A pledge by former federal appellate judge Richard A. Posner to spend his retirement helping people in court who lack an attorney is starting to materialize.

“I’m organizing a nationwide pro-bono law group,” said Posner, one of the nation’s most prolific and widely cited legal writers. “Pro bono” refers to work undertaken without charge.

Posner described an eclectic collection of attorneys and consultants — he calls them “partners” — with whom he has developed relations since an abrupt announcement last month that he was stepping down from the Chicago-based 7th U.S. Circuit Court of Appeals.

The consultants include Kenneth Abraham, 70, a former Delaware prosecutor and self-described former cocaine addict who spent five years in prison on a felony theft conviction and now says he survives on Social Security checks while providing referrals and tips for challenging prison abuse and police misconduct.

“He’s very knowledgeable, very interesting,” Posner said of Abraham. “We talk a lot and he also sends me stuff.
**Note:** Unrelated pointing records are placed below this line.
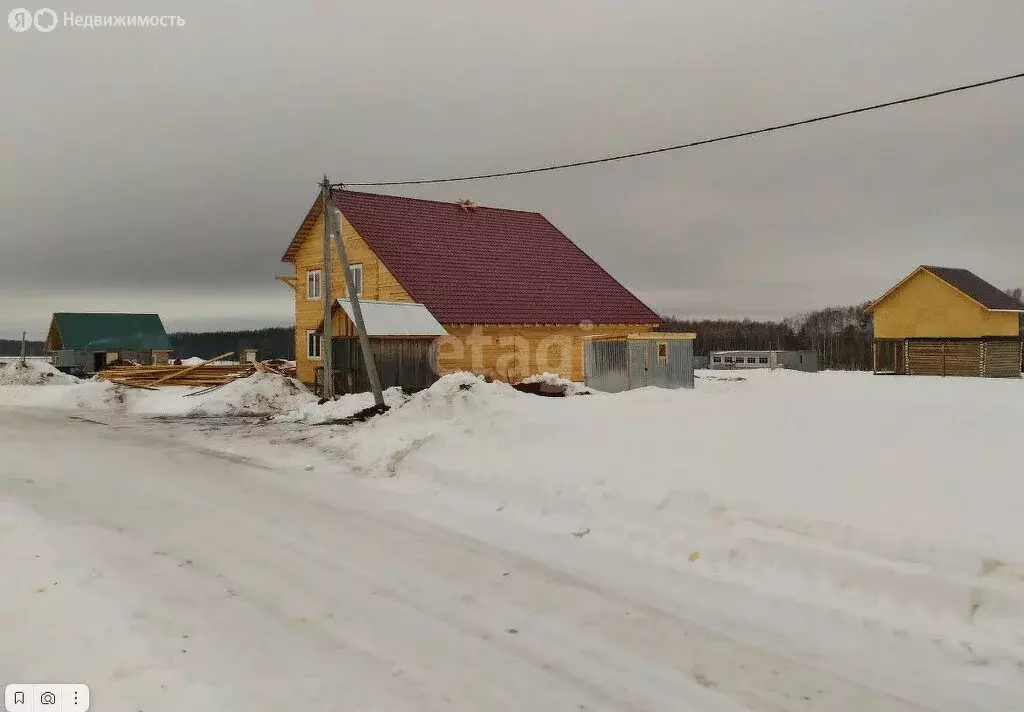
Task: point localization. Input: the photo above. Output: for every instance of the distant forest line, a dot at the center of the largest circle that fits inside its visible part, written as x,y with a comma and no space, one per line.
841,336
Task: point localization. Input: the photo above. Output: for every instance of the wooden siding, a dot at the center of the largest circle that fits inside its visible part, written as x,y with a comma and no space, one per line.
944,358
1003,359
925,306
510,352
406,362
378,283
505,351
991,357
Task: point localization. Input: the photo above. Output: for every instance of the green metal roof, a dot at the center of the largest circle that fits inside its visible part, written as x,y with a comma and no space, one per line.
99,332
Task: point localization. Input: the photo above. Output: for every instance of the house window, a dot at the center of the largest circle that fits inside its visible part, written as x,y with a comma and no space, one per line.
312,284
356,273
313,345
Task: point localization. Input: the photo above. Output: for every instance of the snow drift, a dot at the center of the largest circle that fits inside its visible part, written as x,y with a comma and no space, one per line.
35,372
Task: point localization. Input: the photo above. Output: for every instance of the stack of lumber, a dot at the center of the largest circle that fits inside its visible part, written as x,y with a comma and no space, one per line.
207,374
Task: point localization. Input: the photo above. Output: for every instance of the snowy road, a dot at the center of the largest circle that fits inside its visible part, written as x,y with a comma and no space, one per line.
169,575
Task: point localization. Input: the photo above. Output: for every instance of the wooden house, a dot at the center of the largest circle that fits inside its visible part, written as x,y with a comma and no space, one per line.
946,322
514,295
403,338
87,342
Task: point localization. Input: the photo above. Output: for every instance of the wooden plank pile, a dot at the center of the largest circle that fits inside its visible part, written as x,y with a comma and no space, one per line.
208,374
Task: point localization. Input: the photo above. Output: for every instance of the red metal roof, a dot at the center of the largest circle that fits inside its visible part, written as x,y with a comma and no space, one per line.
487,265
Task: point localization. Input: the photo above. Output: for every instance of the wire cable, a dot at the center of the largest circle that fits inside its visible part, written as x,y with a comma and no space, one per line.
691,144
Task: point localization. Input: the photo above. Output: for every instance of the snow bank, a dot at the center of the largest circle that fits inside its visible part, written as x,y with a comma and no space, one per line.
344,407
259,394
35,372
885,500
558,383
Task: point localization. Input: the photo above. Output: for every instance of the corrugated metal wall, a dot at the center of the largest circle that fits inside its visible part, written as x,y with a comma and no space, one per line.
675,370
614,365
605,365
409,363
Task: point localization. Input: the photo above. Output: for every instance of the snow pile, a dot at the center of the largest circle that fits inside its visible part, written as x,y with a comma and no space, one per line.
35,372
557,384
260,393
316,413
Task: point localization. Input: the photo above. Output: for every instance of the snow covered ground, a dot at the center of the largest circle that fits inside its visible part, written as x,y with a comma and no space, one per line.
781,542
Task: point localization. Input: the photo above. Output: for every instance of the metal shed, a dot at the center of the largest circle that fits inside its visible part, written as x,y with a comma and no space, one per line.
402,339
665,360
87,342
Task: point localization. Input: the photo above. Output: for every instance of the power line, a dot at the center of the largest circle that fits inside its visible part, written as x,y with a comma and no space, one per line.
702,141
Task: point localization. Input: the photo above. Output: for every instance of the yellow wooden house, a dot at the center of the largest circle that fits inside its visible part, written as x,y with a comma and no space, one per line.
514,294
946,322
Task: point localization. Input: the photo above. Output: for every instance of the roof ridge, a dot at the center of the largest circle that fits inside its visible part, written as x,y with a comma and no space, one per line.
436,202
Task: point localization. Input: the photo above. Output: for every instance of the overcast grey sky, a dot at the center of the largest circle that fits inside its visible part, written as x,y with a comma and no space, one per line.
166,169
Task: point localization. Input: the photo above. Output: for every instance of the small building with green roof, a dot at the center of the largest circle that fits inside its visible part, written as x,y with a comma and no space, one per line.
89,341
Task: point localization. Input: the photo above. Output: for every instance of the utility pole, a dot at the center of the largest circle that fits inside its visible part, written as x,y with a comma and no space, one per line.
327,354
360,327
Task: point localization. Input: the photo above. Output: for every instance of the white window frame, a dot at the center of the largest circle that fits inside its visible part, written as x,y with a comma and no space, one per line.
353,269
309,282
320,344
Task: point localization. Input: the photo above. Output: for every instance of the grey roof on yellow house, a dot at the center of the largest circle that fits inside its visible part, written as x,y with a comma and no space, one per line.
967,283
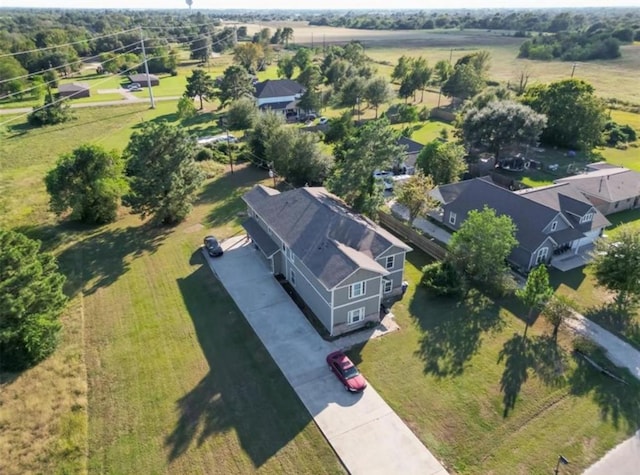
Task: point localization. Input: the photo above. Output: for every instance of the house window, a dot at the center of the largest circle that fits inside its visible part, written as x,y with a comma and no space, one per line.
587,218
389,262
356,315
356,290
543,252
387,285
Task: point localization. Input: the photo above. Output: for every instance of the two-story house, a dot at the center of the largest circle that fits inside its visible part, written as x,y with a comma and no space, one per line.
340,263
280,95
551,221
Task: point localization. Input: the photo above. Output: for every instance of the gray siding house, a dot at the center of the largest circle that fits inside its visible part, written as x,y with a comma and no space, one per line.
551,221
341,264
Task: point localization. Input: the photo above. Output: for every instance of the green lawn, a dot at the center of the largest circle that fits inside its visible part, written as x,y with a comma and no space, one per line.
177,381
484,399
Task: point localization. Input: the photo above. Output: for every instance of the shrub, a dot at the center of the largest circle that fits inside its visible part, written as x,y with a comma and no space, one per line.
442,278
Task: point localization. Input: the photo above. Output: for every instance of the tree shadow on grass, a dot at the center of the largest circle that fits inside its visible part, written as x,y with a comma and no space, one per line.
244,389
100,259
619,403
452,333
520,354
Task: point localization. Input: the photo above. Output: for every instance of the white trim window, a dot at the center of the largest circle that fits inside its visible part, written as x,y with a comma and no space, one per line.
356,315
389,262
387,285
587,218
357,290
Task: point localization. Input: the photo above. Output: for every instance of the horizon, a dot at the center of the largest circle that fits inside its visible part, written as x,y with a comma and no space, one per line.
328,5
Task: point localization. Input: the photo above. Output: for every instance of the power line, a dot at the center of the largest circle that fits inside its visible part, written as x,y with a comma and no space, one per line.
67,44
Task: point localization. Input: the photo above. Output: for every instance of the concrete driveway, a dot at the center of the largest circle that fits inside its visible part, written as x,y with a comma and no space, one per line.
366,434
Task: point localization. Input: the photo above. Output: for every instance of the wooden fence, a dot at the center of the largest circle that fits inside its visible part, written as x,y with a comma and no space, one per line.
419,240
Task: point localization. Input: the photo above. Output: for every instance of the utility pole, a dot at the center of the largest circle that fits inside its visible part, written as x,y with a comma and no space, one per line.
146,70
229,152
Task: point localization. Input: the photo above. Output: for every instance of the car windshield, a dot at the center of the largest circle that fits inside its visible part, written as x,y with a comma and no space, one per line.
350,372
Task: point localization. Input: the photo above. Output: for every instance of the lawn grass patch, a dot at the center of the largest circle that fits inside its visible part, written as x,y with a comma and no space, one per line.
483,398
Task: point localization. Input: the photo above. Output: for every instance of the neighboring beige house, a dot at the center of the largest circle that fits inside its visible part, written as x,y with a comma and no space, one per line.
611,189
340,263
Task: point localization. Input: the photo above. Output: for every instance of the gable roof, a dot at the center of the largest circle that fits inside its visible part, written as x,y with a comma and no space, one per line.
330,239
277,88
411,146
609,183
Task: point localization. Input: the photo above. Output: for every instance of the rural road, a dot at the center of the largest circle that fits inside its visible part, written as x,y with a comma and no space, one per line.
82,105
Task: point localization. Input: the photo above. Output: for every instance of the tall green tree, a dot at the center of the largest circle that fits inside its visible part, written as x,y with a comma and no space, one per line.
372,148
377,92
235,83
90,182
536,291
200,85
500,124
616,266
443,162
31,301
575,116
162,171
481,245
413,194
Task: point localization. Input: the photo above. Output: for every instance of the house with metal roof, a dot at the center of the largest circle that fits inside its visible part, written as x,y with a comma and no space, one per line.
609,188
555,224
340,263
280,95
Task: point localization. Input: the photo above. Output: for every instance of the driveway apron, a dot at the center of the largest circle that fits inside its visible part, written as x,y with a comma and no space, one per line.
365,433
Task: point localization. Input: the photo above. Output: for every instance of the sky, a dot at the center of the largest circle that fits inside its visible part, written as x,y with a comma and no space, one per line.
317,4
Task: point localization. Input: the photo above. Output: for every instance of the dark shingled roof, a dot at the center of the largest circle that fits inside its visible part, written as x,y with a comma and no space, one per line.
332,241
278,88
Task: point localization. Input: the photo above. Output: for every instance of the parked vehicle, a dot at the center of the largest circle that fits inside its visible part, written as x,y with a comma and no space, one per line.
213,247
346,372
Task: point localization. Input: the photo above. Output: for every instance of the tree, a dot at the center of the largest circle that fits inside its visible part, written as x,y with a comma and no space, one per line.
575,116
536,291
413,194
402,69
163,174
377,92
303,58
90,182
201,49
31,301
374,147
616,266
557,310
248,55
481,245
186,109
286,67
500,124
235,83
443,162
242,114
200,85
463,83
267,125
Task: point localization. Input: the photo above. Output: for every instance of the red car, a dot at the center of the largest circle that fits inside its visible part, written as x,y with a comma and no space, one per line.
346,372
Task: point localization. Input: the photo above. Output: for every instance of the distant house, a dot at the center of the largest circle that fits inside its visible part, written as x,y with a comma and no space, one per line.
279,95
143,81
408,160
555,224
74,90
341,264
609,188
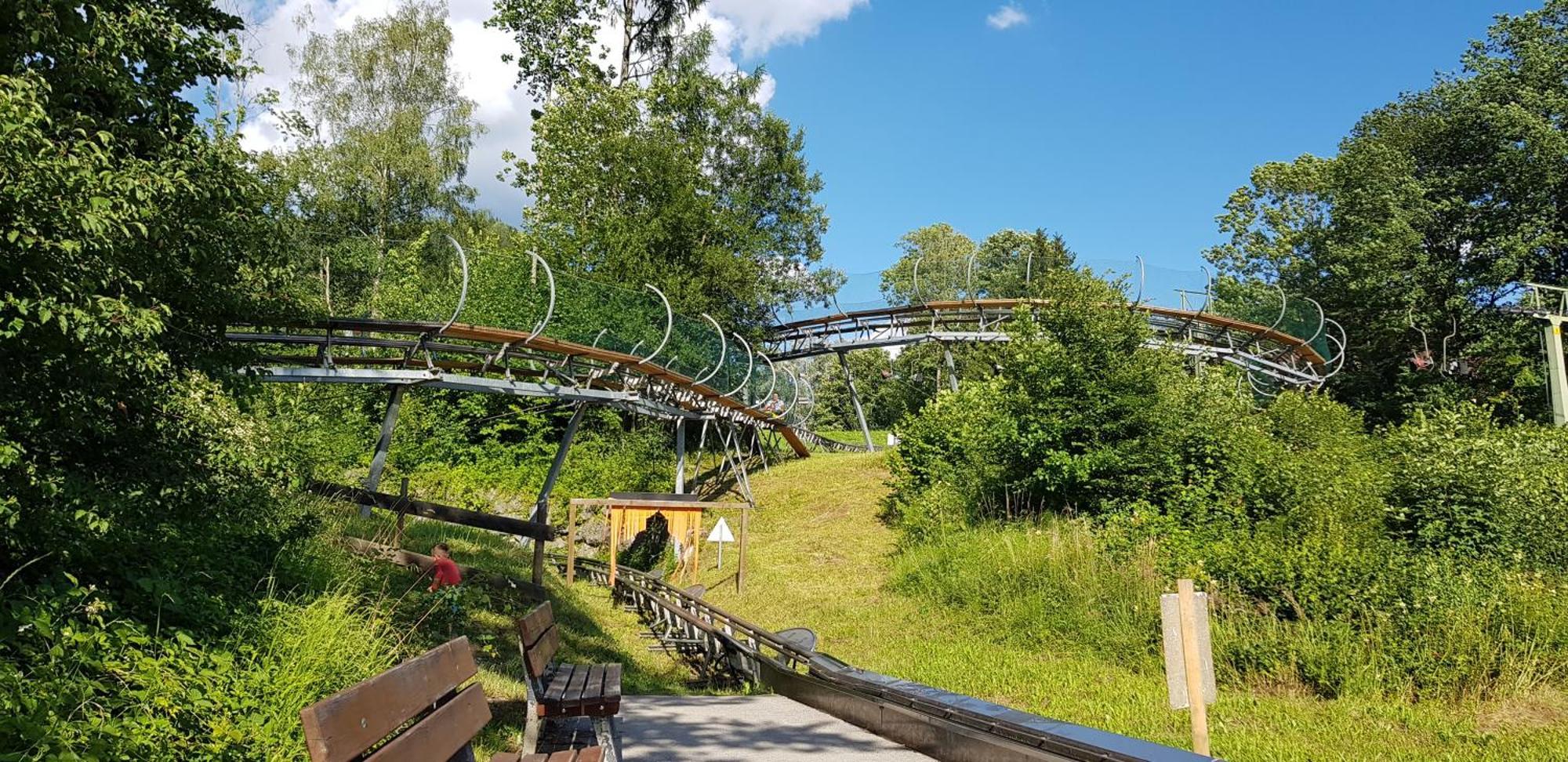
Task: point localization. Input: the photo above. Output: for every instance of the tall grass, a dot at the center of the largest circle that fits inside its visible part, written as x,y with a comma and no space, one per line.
1044,584
1056,586
297,653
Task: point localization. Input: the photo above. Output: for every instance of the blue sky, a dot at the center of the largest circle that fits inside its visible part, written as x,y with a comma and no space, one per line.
1123,126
So, for example, he put me onto a shocking piece of information” about southern prosecutors converting convicted defendants into cheap labor “for chicken-processing plants that are dirty and smelly and very unpleasant.”

Abraham said he reached out to Posner last month after reading about his intention to help “pro-se litigants” — people who represent themselves in court cases instead of having a lawyer.

“I got his attention by sending articles like, ‘How the War on Drugs Destroyed Justice,’ ” Abraham said.

Posner said experts such as Abraham could do a lot for the people, especially inmates, that his group aims to help.

“Not only do they need a lawyer if they want to try to get their prison sentence shortened or to change the conditions in their prison,” Posner said, “but their lawyer may need someone like Ken Abraham who, although he gave up being a lawyer, would be a tremendous information source for anybody who was representing a prisoner.”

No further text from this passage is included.